Şaşırtıcı değil… Aynı Kılıçdaroğlu değil mi, Türk Orduları Başkomutanı Erdoğan’ın Suriye fütuhatına da, Libya fütuhatına da, "Mavi Vatan" fütuhatına da gönülden destek veren, hattâ Ege konusunda Tayyip’ten de ileri giderek, iktidar olursa Oniki Ada’ya elkoyacağını ilan ederek Yunanistan’a meydan okuyan?

*

"Gazi Meclis"teki mahşerin dört atlısı ne derlerse desinler, Yukarı Karabağ’ın Ermeniler açısından farklı bir gerçekliği var.

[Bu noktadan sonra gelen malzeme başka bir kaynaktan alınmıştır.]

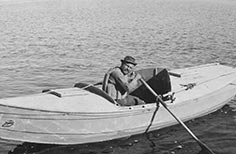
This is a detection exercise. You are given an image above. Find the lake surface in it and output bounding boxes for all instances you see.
[0,0,236,154]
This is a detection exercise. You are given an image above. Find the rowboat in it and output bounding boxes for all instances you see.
[0,63,236,145]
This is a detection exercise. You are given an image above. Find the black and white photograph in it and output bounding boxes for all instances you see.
[0,0,236,154]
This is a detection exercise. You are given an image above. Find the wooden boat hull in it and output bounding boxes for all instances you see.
[0,64,236,145]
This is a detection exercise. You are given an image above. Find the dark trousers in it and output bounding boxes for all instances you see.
[117,95,145,106]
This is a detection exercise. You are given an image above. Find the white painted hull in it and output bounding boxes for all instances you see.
[0,64,236,144]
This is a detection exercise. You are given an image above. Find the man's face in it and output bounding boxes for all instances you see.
[121,63,135,75]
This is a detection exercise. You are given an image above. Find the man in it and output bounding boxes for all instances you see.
[103,56,145,106]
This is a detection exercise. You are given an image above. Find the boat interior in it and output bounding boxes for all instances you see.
[74,68,171,104]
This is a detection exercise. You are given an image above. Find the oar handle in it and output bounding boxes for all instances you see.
[140,78,214,154]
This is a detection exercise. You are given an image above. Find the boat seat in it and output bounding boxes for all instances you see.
[74,83,117,105]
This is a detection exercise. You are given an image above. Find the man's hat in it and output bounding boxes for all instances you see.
[120,56,137,65]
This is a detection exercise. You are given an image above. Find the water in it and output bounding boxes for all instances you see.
[0,0,236,154]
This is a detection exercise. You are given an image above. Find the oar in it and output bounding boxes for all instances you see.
[140,79,214,154]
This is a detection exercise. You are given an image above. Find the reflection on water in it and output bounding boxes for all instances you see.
[5,100,236,154]
[0,0,236,154]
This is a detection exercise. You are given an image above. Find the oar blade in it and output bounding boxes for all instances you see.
[197,140,215,154]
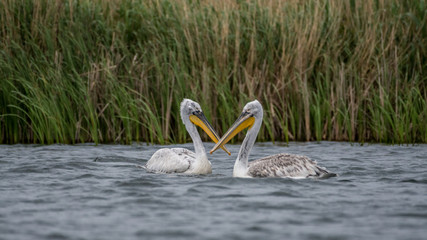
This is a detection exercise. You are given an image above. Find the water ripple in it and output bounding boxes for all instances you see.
[0,142,427,239]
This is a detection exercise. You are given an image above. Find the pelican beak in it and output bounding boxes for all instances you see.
[210,112,255,154]
[190,111,231,155]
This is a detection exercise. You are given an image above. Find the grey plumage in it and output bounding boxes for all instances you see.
[248,153,336,178]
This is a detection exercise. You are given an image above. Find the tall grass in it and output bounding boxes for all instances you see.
[0,0,427,144]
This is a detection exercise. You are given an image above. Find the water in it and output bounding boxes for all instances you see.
[0,142,427,239]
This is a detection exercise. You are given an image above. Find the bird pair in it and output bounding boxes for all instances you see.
[145,99,336,178]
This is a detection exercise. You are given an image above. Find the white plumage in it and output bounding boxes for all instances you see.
[210,100,337,178]
[145,99,230,174]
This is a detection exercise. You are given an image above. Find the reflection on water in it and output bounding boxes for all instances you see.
[0,142,427,239]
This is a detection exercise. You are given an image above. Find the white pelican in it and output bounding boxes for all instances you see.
[210,100,337,178]
[145,99,230,174]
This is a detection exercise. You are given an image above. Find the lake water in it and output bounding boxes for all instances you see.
[0,142,427,240]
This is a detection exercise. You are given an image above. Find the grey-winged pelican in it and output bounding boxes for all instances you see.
[145,99,230,174]
[210,100,337,178]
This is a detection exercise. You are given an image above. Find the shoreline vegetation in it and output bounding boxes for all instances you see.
[0,0,427,144]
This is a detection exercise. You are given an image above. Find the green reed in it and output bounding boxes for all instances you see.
[0,0,427,144]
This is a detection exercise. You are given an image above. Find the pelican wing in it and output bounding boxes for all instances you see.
[145,148,196,173]
[248,153,329,178]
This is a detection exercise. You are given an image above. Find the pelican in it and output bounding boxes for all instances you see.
[210,100,337,178]
[145,99,230,174]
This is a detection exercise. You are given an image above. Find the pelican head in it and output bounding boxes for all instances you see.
[181,98,231,155]
[210,100,263,154]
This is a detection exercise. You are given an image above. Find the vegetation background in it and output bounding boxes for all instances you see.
[0,0,427,144]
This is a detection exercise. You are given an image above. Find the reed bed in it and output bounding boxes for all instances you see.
[0,0,427,144]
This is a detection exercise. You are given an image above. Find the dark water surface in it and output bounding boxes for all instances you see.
[0,142,427,239]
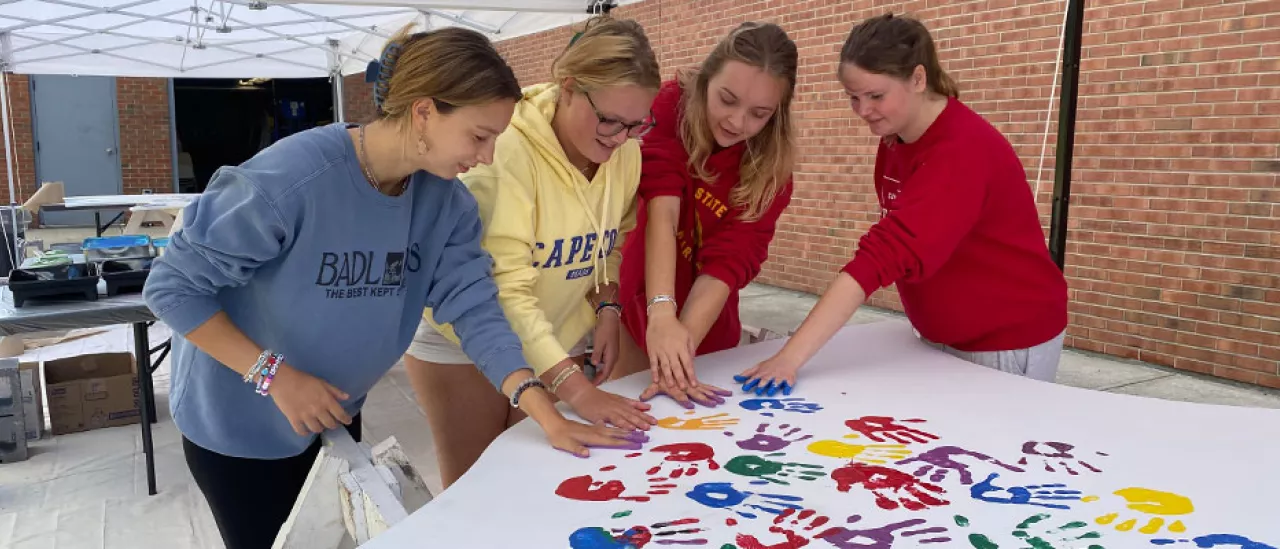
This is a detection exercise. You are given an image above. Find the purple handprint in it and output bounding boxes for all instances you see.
[814,514,951,549]
[897,447,1023,486]
[724,424,813,452]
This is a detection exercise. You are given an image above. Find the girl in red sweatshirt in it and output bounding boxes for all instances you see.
[739,14,1068,394]
[614,23,797,406]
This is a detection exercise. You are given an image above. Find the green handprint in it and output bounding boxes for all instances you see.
[724,452,827,485]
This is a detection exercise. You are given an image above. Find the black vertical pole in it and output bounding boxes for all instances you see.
[1048,0,1084,269]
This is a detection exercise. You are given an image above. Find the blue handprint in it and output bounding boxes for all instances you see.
[1151,534,1276,549]
[739,397,822,417]
[969,472,1083,509]
[685,482,804,518]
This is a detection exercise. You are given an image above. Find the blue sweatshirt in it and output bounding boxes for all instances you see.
[143,124,527,458]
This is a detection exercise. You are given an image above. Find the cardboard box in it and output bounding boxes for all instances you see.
[45,353,141,435]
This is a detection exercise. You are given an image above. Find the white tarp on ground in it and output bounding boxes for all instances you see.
[0,0,635,78]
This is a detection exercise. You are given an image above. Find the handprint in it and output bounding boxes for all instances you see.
[736,509,831,549]
[568,511,707,549]
[724,453,826,485]
[814,514,951,549]
[1151,534,1276,549]
[897,447,1023,486]
[1018,440,1106,476]
[724,424,813,452]
[645,443,719,480]
[831,463,951,511]
[969,472,1080,509]
[809,435,911,465]
[556,475,675,502]
[685,482,804,518]
[739,397,822,417]
[658,413,737,431]
[1084,488,1196,534]
[845,416,938,444]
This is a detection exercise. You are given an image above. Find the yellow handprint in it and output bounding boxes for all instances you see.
[809,435,911,465]
[658,413,737,431]
[1083,488,1196,535]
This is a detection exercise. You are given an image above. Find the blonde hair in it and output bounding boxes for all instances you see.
[552,15,662,91]
[680,22,799,221]
[374,23,521,123]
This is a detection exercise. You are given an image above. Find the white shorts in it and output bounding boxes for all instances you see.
[408,316,588,365]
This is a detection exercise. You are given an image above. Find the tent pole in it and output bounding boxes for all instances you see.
[1048,0,1084,270]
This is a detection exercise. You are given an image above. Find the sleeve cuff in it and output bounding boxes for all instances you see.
[156,296,223,335]
[525,335,568,375]
[841,256,881,297]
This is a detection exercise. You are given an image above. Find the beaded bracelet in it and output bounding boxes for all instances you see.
[511,376,547,408]
[255,353,284,397]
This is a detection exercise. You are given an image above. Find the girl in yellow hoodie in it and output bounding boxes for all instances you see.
[406,17,662,486]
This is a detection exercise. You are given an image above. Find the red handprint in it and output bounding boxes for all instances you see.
[737,509,831,549]
[831,462,951,511]
[556,475,675,502]
[645,443,719,480]
[845,416,938,444]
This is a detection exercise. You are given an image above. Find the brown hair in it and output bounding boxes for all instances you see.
[552,15,662,91]
[680,22,799,221]
[840,13,960,97]
[374,23,521,123]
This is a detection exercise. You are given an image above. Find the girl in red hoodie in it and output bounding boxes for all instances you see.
[739,14,1066,394]
[614,23,797,406]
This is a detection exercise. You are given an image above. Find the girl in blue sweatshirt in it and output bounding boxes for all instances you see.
[145,23,636,549]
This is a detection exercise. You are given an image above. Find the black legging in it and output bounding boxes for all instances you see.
[182,413,361,549]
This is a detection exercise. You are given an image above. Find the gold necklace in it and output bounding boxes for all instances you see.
[360,124,408,196]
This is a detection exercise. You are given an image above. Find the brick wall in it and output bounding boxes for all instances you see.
[483,0,1280,388]
[0,74,36,205]
[115,78,174,195]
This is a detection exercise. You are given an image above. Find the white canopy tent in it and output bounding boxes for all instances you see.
[0,0,637,258]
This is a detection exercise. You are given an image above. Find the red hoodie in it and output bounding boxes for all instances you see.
[618,81,791,354]
[844,99,1068,352]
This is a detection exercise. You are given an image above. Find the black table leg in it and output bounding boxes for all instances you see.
[133,322,156,495]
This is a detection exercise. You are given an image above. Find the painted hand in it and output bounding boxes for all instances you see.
[685,482,804,518]
[566,385,658,430]
[737,397,822,417]
[817,514,951,549]
[724,453,827,485]
[733,354,800,397]
[591,308,622,385]
[845,416,938,444]
[831,462,951,511]
[568,511,707,549]
[969,472,1080,509]
[658,413,737,431]
[556,475,669,502]
[1083,488,1196,535]
[1018,440,1106,476]
[724,424,813,452]
[809,435,911,465]
[897,447,1023,486]
[645,443,719,480]
[640,383,733,410]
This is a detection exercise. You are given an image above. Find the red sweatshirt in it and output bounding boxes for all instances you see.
[844,99,1066,352]
[620,82,791,354]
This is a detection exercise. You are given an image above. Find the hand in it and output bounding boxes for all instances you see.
[547,420,649,457]
[566,385,658,430]
[640,383,733,410]
[591,308,622,385]
[269,363,351,436]
[733,354,800,397]
[645,314,698,390]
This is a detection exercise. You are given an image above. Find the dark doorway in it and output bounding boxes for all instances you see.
[173,78,334,192]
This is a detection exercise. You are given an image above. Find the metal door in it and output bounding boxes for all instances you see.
[31,76,123,227]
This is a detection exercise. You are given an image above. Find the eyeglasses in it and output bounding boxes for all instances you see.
[582,92,657,138]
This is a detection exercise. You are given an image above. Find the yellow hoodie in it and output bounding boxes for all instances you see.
[422,84,640,374]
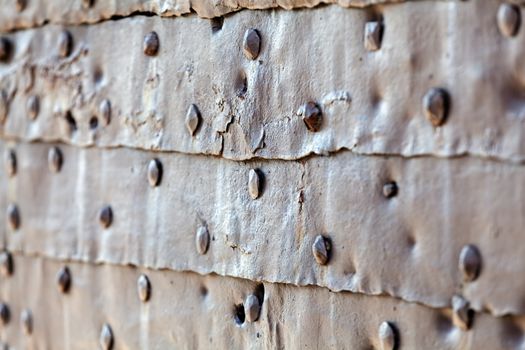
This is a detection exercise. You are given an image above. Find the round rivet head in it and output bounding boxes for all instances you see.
[98,99,111,126]
[452,295,474,331]
[0,37,13,62]
[0,250,13,277]
[383,181,398,198]
[186,104,201,136]
[47,147,64,173]
[148,159,162,187]
[244,294,261,322]
[242,28,261,60]
[300,102,323,132]
[137,275,151,302]
[144,32,159,56]
[57,266,71,293]
[4,149,16,177]
[248,169,261,199]
[497,4,521,37]
[20,309,33,335]
[26,95,40,120]
[378,321,397,350]
[423,88,450,127]
[58,30,73,58]
[99,323,113,350]
[365,22,383,51]
[195,226,210,255]
[98,205,113,228]
[312,235,331,265]
[7,203,20,230]
[0,303,11,326]
[459,244,481,282]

Agos yazarlarından Yetvart Danzikyan’ın Artıgerçek tarafından da paylaşılan yazısı son derece öğretici: "Rusya, AGİT ve Avrupa Birliği itidal ve ateşkes çağrısında bulunurken Türkiye yine sorgusuz sualsiz Azerbaycan’ı destekledi ve yine yangına körükle giden bir pozisyon benimsedi. Buraya gelmeden bu son çatışmanın öncesine bakmakta fayda olabilir. Temmuz ayındaki çatışmalardan sonra Ermenistan sık sık Suriyeli savaşçıların Azerbaycan’a yerleştirildiğini söylemekteydi. Yine Temmuz ayındaki çatışmalar ve sonrasında Türkiye, Azerbaycan ile ortak tatbikat yapmakla kalmadı, askeri heyetler de sık sık görüşmeler gerçekleştirdiler. Türkiye Hükümeti de yaptığı her açıklamada sert biçimde Ermenistan’ı hedeflemekteydi. 30 yıla yayılan bu savaşta hiç şüphesiz Ermenistan tarafının da yanlış politikaları ve hamleleri oldu. Ancak mevcut duruma baktığımızda Türkiye’de yaygın olan sorgusuz sualsiz bir Ermenistan düşmanlığı ve savaş şevki. Ne ilginçtir ki muhalif kamuoyu Libya, Suriye ve Yunanistan söz konusu olduğunda resmi anlatılara gayet mesafe ile yaklaşırken mevzubahis Ermenistan ise bu mesafe bir anda kayboluyor."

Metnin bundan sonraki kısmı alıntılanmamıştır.